Слухи были и правдой, и - неправдой. Поручику и впрямь было 22, и он - точно! - был известен как поэт, написавший несколько безумных стихов, в том числе - и в адрес царя. Но все остальное...
Из воспоминаний Д. Давыдова
"Отчаяние решило меня: 16-го ноября, в четвертом часу пополуночи, я надел мундир, сел в дрожки и приехал прямо к фельдмаршалу... Все спало на дворе и в гостинице. Нумер 9-й, к коему вела крутая, тесная и едва освещенная лестница, находился в третьем этаже. У входа... маленький коридор, в коем теплился фонарь... Я завернулся в шинель и прислонился к стене в ожидании... Слышу, отворяется дверь, и маленький старичок, свежий и бодрый, является... в халате, с повязанною белой тряпицею головою и с незажженным в руке огарком.

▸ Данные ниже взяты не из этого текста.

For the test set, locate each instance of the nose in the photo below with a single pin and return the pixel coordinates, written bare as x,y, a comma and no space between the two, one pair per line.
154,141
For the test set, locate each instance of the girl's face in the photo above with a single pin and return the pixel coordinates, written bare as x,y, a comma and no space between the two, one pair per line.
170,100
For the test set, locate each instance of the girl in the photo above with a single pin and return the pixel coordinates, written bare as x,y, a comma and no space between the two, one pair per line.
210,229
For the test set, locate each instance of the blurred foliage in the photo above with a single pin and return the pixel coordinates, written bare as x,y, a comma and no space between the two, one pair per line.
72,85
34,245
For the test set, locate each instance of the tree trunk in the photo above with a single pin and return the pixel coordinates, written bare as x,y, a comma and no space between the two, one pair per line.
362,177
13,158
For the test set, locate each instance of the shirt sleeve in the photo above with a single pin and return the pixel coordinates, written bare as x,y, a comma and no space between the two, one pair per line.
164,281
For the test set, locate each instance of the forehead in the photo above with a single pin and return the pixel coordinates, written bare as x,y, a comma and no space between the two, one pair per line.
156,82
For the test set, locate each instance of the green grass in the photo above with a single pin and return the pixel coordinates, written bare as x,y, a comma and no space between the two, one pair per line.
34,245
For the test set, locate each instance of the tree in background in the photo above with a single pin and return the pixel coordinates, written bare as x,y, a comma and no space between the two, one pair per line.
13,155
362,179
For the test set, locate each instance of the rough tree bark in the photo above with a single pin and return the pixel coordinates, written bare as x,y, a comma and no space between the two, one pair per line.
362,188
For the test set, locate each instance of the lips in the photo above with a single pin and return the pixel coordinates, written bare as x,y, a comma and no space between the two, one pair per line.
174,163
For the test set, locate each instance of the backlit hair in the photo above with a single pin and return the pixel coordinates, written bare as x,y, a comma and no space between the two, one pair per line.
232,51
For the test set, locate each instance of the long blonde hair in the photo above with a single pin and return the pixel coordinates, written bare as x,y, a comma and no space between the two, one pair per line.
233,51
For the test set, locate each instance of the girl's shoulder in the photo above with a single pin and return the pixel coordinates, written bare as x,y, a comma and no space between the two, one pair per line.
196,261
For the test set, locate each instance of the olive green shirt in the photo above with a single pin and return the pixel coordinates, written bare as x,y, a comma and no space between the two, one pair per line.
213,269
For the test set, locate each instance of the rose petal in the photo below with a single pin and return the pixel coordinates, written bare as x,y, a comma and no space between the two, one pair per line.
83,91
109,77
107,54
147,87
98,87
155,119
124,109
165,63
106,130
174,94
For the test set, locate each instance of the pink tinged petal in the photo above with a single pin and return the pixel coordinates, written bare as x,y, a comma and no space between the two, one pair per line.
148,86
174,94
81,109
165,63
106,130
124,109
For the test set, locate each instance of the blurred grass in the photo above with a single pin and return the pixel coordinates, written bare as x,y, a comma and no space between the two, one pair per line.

Это был фельдмаршал...
"Кто вы таковы?" - спросил он... "Что вам надо?" Я объявил желание мое служить на войне. Он вспыхнул, начал ходить скорыми шагами... и почти в исступлении говорить: "Да что это за мученье! Всякий молокосос лезет проситься в армию!"
Каменский вообще-то был крут. Он, например, только что приказал высечь арапником, да публично - это знали все! - собственного сына, дослужившегося, представьте, до полковника. Да и Наполеона грозил привезти в клетке - "ровно Емельку Пугачева". Но к Давыдову, исстрадавшемуся, что в дальнем гарнизоне он уже пропустил половину войны, отнесся почему-то более чем хорошо. "Право, - сказал мальчишке-поручику, - я думал, ты хочешь застрелить меня". Денис начал было извиняться, но граф перебил: "Напротив, это приятно, это я люблю, это значит ревность... горячая; тут душа, тут сердце... я это... чувствую!"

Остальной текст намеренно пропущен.